Flood Concerns and NJ Flood Insurance

Flooding has long been a concern for many New Jersey residents and often occurs in moderate-to-low risk areas, as well as in known high-risk areas. This is quite often due to poor drainage systems, rapid accumulation of rainfall, snowmelt, and broken water mains, which can all result in flooding. NJ flood insurance, available from many carriers, can aid owners in high-risk areas, where there is at least a 1 in 4 chance of flooding during a 30-year mortgage.


Another concern is mud, which can cause severe damage to homes located on or near hills. Properties on hillsides can be damaged by mudflow, which is a covered peril under a standard flood insurance policy. For these reasons, coverage is required by law for buildings in high-risk flood areas as a condition of receiving a mortgage from a federally regulated or insured lender.


Many people still take risks by not purchasing a flood policy


Although flood insurance can be relatively inexpensive depending on geographical location, many Americans still neglect to purchase protection. Yet according to the National Flood Insurance Program (NFIP) many homes have a 26 percent chance of flooding as opposed to the 9 percent chance of experiencing fire damage during the course of a typical 30-year mortgage. Almost 25 percent of all flood insurance claims come from areas with low to moderate flood risk.


NFIP, which is also in charge of mapping the nation’s floodplains, says the average flood claim has been over $33,000 for the past 10 years. NFIP provides the basis for flood-management programs and even offers an online tool where homeowners can find out the flood risk related to their property.
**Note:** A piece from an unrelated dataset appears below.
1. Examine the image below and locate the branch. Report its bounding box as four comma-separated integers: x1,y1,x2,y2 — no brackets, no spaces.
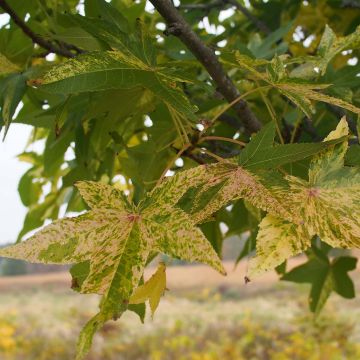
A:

Since the federal government sets flood insurance prices, private insurance companies that sell flood insurance compete on service, not on price. Homeowners can find agents selling NJ flood insurance through the NFIP website, or can also call their current home insurance company, as well as other independent sources.

A homeowner can insure their home for up to $250,000 and its contents for up to $100,000. Renters can cover their belongings for up to $100,000, and business owners can insure their building and its contents for up to $500,000. Coverage choices also vary depending on the flood-risk zone.